Timing & Benchmarking
Measure execution time and benchmark matrix operations
Equana includes built-in timing functions so you can measure how long your code takes to run. This is especially useful when working with numerical code — you can verify that operations run at the speed you expect and find bottlenecks.
tic / toc
The simplest way to time a block of code is tic() and toc(). Calling tic() starts a timer; calling toc() returns the elapsed time in seconds:
tic()
# Do some work
A = zeros(100, 100)
B = ones(100, 100)
C = A + B
elapsed = toc()
println("Elapsed: " + string(elapsed) + " s")Named Timers
tic() returns a handle — a timestamp you can pass to toc(handle) later. This lets you run multiple independent timers at once:
# Start two timers
t_total = tic()
t_create = tic()
A = ones(200, 200)
B = ones(200, 200)
println("Matrix creation: " + string(toc(t_create)) + " s")
t_mult = tic()
C = A * B
println("Multiplication: " + string(toc(t_mult)) + " s")
println("Total: " + string(toc(t_total)) + " s")Benchmarking with timeit
For more reliable measurements, use timeit(f). It runs a function many times and returns statistics as a tuple (mean, min, max, n):
function work() do
A = ones(50, 50)
B = ones(50, 50)
C = A * B
end
result = timeit(work)
println("Mean: " + string(result[1]) + " s")
println("Min: " + string(result[2]) + " s")
println("Max: " + string(result[3]) + " s")

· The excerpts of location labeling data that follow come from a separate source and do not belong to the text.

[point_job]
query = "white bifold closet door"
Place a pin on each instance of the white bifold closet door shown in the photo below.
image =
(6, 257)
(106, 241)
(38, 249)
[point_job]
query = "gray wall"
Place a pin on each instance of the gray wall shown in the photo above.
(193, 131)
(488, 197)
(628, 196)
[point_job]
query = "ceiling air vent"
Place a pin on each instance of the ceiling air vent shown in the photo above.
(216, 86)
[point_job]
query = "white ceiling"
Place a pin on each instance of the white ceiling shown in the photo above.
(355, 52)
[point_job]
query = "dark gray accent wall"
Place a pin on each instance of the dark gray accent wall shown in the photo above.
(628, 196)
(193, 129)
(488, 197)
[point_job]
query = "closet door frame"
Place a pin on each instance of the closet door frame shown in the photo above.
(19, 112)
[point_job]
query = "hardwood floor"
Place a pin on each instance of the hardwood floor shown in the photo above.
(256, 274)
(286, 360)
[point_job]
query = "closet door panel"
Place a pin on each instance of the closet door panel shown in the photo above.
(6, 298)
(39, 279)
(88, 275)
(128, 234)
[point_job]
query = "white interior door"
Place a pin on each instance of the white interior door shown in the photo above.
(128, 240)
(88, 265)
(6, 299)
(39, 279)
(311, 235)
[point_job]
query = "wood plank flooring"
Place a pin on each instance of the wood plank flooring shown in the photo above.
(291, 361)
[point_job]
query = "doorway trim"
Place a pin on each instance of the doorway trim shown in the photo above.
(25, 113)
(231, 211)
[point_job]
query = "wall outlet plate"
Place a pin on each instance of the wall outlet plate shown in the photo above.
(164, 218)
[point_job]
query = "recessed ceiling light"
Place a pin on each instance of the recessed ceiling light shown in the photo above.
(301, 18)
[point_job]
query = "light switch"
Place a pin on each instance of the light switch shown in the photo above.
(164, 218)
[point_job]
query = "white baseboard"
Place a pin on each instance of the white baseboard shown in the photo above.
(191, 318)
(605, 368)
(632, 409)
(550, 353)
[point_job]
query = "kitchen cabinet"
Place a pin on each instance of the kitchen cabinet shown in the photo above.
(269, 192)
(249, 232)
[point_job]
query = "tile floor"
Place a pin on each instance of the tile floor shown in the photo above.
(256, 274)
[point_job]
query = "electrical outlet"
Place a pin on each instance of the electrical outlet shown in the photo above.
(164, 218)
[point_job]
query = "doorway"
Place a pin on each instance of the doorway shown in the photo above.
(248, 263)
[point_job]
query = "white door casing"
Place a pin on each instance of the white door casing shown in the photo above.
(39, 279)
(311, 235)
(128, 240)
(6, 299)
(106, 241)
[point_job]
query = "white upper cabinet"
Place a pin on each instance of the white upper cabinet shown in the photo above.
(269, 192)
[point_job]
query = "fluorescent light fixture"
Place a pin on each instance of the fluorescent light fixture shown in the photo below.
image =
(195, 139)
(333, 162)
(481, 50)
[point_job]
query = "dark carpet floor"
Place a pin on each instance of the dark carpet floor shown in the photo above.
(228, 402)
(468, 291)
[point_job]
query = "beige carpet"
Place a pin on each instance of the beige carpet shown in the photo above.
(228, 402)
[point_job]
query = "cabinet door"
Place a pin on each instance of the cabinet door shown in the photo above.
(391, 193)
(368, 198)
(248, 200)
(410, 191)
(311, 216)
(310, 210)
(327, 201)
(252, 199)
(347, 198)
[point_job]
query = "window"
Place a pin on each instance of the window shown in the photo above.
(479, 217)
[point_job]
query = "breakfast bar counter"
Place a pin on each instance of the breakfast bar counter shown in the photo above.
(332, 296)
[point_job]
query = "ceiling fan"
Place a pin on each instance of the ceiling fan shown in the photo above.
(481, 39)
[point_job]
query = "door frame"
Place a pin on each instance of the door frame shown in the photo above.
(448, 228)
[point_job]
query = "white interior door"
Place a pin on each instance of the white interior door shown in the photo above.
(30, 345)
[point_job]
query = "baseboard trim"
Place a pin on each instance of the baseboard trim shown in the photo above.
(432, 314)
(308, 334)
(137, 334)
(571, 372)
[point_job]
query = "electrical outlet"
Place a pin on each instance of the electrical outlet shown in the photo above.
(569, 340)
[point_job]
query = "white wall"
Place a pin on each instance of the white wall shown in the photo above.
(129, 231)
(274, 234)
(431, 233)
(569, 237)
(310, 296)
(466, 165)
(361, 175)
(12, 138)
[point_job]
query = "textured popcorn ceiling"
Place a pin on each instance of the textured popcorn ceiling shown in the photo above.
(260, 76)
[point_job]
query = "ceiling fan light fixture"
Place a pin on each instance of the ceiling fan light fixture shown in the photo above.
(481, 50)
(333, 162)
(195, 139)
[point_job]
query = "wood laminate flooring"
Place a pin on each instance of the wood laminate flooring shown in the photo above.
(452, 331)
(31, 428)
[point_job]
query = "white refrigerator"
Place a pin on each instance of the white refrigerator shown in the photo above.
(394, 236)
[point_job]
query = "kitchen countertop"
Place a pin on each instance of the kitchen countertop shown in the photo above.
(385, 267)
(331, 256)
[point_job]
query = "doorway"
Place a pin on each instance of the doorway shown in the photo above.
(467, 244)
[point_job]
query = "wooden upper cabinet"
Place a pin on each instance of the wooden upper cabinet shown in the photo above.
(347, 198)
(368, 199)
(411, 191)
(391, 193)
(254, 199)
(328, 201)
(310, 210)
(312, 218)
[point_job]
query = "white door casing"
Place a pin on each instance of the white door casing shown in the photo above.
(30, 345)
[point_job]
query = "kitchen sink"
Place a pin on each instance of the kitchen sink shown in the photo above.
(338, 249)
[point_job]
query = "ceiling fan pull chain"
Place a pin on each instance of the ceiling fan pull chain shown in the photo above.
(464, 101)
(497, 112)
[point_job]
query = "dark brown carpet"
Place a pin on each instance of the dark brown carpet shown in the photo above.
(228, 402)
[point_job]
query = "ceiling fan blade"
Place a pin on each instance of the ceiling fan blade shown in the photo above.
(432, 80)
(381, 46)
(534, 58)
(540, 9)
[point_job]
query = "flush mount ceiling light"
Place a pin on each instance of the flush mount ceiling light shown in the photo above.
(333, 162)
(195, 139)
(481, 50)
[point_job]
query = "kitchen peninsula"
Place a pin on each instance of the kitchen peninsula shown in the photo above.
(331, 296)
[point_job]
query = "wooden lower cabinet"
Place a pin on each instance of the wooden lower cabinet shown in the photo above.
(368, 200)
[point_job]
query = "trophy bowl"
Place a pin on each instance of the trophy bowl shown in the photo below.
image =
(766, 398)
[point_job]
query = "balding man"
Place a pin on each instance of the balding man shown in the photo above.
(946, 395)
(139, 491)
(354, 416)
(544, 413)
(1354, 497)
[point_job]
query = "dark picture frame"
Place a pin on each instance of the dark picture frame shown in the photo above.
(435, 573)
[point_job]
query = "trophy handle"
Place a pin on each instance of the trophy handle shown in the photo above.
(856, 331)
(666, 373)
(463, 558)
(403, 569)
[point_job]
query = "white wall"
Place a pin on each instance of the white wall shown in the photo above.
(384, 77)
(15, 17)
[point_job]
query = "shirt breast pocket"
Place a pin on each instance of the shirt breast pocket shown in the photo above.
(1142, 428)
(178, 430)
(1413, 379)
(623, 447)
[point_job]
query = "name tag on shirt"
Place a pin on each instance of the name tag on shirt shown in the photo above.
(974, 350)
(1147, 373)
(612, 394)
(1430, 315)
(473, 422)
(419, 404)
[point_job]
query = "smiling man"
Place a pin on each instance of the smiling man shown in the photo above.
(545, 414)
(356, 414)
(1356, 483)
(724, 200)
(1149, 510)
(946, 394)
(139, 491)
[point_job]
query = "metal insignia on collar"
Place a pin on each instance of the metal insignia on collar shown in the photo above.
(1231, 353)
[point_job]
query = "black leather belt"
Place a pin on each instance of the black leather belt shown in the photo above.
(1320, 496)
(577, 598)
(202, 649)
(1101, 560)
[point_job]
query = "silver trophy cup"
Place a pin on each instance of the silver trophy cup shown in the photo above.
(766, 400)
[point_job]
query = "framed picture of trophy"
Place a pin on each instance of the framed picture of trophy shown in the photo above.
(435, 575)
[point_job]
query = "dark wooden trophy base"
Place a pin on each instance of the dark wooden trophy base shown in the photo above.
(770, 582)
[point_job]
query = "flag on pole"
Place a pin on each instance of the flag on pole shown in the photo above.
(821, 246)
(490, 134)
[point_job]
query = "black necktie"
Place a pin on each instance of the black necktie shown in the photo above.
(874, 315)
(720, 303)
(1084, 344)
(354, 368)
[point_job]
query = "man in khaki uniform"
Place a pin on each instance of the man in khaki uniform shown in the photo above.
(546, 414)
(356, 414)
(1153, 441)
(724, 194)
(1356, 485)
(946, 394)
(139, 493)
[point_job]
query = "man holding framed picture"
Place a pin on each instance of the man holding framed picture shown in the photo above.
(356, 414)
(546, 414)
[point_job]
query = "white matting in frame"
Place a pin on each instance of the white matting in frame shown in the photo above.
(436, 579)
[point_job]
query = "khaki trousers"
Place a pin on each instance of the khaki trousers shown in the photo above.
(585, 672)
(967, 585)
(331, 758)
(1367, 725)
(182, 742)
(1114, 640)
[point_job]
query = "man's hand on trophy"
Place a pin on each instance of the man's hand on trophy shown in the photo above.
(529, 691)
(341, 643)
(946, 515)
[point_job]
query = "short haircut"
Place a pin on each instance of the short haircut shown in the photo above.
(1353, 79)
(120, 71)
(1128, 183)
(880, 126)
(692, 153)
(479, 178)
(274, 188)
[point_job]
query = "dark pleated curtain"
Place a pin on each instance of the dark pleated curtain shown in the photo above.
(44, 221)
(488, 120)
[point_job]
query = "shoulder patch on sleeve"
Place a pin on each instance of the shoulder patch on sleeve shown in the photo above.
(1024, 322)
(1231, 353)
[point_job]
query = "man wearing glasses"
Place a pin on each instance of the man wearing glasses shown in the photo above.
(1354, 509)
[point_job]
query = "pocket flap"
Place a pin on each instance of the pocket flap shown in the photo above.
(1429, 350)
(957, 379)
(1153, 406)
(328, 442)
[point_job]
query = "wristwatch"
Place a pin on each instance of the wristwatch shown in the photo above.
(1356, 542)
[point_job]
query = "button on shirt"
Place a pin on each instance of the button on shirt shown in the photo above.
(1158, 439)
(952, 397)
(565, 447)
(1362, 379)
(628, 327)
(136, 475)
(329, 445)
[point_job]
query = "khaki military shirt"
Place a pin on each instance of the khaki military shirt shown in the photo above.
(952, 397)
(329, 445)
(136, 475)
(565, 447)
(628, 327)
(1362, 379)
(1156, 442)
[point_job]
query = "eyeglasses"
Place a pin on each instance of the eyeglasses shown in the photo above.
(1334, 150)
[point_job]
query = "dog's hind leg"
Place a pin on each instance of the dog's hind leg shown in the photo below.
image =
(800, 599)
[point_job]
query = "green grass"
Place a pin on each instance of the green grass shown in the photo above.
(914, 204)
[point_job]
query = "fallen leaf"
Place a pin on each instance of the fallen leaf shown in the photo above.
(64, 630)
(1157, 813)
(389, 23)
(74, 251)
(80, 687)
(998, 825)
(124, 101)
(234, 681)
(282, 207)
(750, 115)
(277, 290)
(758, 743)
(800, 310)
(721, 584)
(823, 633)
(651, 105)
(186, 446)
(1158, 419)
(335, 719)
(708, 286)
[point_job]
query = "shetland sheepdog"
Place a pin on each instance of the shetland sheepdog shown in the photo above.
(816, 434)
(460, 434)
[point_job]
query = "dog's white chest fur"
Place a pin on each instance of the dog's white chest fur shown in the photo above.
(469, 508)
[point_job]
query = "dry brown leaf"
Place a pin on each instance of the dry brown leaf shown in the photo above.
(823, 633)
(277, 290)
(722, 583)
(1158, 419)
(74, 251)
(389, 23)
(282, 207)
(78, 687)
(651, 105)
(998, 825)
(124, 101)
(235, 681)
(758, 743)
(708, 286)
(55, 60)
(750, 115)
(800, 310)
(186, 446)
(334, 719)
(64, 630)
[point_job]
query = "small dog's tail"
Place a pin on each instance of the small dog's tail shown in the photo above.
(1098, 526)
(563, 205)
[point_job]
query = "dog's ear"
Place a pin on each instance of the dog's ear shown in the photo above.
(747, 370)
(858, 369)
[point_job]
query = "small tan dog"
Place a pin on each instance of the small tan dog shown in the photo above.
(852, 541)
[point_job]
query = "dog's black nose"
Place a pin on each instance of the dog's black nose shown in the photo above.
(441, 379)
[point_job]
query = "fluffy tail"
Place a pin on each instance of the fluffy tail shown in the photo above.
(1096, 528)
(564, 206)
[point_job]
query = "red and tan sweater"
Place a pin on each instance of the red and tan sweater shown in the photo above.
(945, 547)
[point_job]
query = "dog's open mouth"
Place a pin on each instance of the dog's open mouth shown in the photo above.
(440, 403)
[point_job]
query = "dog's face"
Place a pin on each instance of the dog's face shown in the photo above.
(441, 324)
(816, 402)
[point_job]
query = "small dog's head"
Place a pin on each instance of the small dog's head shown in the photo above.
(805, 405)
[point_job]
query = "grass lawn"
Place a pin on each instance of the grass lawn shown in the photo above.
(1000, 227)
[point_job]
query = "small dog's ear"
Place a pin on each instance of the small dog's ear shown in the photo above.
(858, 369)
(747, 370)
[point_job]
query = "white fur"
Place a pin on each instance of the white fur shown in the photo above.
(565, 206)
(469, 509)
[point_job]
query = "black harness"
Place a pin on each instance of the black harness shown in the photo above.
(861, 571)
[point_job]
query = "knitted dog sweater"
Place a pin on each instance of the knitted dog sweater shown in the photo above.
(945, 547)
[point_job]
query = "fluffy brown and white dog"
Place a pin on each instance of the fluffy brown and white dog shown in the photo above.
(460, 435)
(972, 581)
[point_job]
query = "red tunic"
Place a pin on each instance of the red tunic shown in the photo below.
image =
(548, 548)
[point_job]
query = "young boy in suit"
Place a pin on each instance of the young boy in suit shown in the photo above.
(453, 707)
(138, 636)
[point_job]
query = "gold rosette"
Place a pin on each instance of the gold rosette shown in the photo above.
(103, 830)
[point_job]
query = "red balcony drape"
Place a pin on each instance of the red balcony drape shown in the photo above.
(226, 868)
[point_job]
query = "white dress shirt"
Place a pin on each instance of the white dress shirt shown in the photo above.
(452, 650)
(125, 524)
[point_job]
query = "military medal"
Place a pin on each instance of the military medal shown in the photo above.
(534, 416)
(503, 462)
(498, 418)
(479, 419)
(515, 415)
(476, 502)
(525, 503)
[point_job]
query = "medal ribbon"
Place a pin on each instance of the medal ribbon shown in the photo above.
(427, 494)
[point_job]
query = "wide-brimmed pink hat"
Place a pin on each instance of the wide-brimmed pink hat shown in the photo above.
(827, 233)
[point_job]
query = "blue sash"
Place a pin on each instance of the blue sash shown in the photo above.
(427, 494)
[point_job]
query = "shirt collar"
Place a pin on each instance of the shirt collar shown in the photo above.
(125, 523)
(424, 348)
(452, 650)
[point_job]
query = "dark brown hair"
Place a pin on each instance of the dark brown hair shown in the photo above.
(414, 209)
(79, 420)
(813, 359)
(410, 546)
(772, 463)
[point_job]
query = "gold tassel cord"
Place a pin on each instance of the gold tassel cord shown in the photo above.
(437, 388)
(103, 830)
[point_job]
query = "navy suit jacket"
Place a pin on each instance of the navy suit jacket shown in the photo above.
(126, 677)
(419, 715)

println("Runs: " + string(result[4]))You can also specify the number of iterations:
result = timeit(work, 10)
println("Mean over " + string(result[4]) + " runs: " + string(result[1]) + " s")Benchmarking Dense Matrix Multiply
Matrix multiplication (A * B) is the core operation behind most scientific and machine learning workloads. Under the hood, Equana uses a WASM SIMD kernel with cache-blocking and register tiling — the same techniques used by high-performance libraries like OpenBLAS.
Let's benchmark it at increasing matrix sizes to see how throughput scales:
# Benchmark matrix multiply at different sizes
sizes = [32, 64, 128, 256]
for n in sizes do
function C = multiply() begin
A = ones(n, n)
B = ones(n, n)
C = A * B
end
result = timeit(multiply, 5)
# FLOP count for matrix multiply: 2 * n^3
flops = 2.0 * n * n * n
gflops = flops / result[2] / 1e9
println(string(n) + "x" + string(n) + ": " + string(result[2]) + " s (" + string(gflops) + " GFLOPS)")
endNote: We use the minimum time (
result[2]) for GFLOPS calculation — the minimum best represents peak throughput by excluding noise from garbage collection and other overhead.
The numbers above run entirely in your browser using WebAssembly. For comparison, the Under the Hood page shows how Equana's WASM SIMD kernel achieves ~100% of native SSE performance — around 430 GFLOPS on a modern desktop CPU with 16 threads.